Proof by Contradiction

Example 1: Proof of an infinite amount of prime numbers

Prove by contradiction that there are an infinite amount of primes.

Solution:

The first step is to assume the statement is false, that the number of primes is finite. Let's say that there are only n prime numbers, and label these from p₁ to p_n.

If there are infinite prime numbers, then any number should be divisible by at least one of these numbers.

Construct P, where we multiply all the prime numbers together and add 1, see above \(P = p_1p_2 ... p_n +1\). We then see that no prime will divide this number, as each of the primes divides P-1, and for a number to divide both P and P-1, the only possibility is one, which isn't prime. This means that P is a prime number, and as \(P > p_i \text{ for all } p_i\), this means there is a new prime, which means we now have a contradiction. This means that there must be an infinite number of prime numbers. QED

Example 2: Proof that 2 is irrational

Prove by contradiction that \(\sqrt{2}\) is irrational.

Solution:

Let us assume that \(\sqrt{2}\) is rational. This means that we can write \(\sqrt{2} = \frac{a}{b}\), with \(a, b \in \mathbb{Z}, b ≠ 0, gcd (a, b) = 1\). (Note - gcd stands for greatest common divisor). This means that \(\frac{a}{b}\) is a fraction in its lowest terms. Note here that this means that a and b cannot both be even, as then we would be able to cancel a factor of 2.

If \(\sqrt2 = \frac{a}{b}\), then \(2 = \frac{a^2}{b^2}\), which rearranges to \(a^2 = 2b^2\). This means that a² is even, which implies that a is also even.

(This above claim is easily verified. If a number is even, we can write it as 2k, with k as an integer. This squared equals 4k², which is also even. If a number is odd, then we can write it as \(2k + 1. (2k + 1)^2 = 4k^2 + 4k + 1 = 2 (2k^2 + 2k) +1\), which is odd. Thus, if a² is even, then so must be a.)

This means we can replace a with 2c, as a must be even. The value of c is unimportant, but it must be an integer.

Then, if \(a^2 = 2b^2\), we have \(4c^2 = 2b^2 \Rightarrow b^2 = 2c^2\). Following the same argument as above, this means b² is even, and in turn, b is even. Thus, we can write \(b = 2d, d \in \mathbb{z}\). This means that gcd (a, b) = gcd (2c, 2d) ≠ 1. (As the gcd will be a minimum of 2). This means there will not be a fraction in its lowest terms, and thus a contradiction.

We can now conclude that \(\sqrt2\) is irrational.
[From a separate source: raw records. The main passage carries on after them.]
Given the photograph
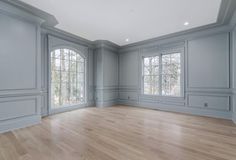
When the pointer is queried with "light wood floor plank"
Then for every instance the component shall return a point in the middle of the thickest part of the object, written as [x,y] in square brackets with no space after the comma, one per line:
[122,133]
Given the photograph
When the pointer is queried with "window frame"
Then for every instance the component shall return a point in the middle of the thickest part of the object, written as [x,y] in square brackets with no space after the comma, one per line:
[160,53]
[67,107]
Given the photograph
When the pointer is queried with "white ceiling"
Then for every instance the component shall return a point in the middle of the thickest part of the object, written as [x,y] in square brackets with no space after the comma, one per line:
[117,20]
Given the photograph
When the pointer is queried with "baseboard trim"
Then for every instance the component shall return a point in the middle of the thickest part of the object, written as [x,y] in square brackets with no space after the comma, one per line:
[106,103]
[182,109]
[13,124]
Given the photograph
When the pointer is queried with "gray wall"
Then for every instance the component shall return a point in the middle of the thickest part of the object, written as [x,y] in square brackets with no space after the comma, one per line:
[234,73]
[207,74]
[106,73]
[20,68]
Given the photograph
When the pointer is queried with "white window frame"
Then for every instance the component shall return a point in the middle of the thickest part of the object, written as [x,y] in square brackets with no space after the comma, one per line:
[160,53]
[64,108]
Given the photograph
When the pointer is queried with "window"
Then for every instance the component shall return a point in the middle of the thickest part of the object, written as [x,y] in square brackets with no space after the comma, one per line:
[67,78]
[162,75]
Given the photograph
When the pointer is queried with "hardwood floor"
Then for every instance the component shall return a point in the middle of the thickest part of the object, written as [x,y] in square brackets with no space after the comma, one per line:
[122,133]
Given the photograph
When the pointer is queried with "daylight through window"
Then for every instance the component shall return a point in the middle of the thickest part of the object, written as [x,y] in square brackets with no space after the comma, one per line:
[67,78]
[162,75]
QED

Example 3:

Prove there are no integers a and b such that

\(10a + 15b = 1\).

Solution:

Let us assume that we could find integers a and b that satisfy such an equation. We can then divide both sides by 5 to give \(2a + 3b = \frac{1}{5}\). If a and b are integers, and we multiply each by another integer (2 and 3 respectively, in this case), then sum them, there is no possible way that this could result in being a fraction, which is what the above condition requires. This leads us to a contradiction.

Thus, there are no integers a and b such that \(10a + 15b = 1\).

Example 4:

Use proof by contradiction to show that the sum of a rational number and an irrational number is irrational.

Solution:

Let us assume the sum of a rational number and an irrational number is rational. Let the rational number be denoted by a, and the irrational number denoted by b, and their sum is denoted by a + b. As a is rational, we can write it as \(a = \frac{c}{d}\), where d ≠ 0, and d and c integers, in the lowest possible terms. As a + b is rational, we can write \(a + b = \frac{e}{f}\), e, f ∈ ℤ, f ≠ 0, and the fraction in its lowest terms. Then we can write \(\frac{c}{d} + b = \frac{e}{f}\). This implies \(b= \frac{e}{f}-\frac{c}{d} = \frac{de-cf}{fd}\). As \(de-cf\) is an integer, and fd is also an integer, this implies that b would be able to be written as a rational number, which is a contradiction. Thus, the sum of a rational number and an irrational number is irrational.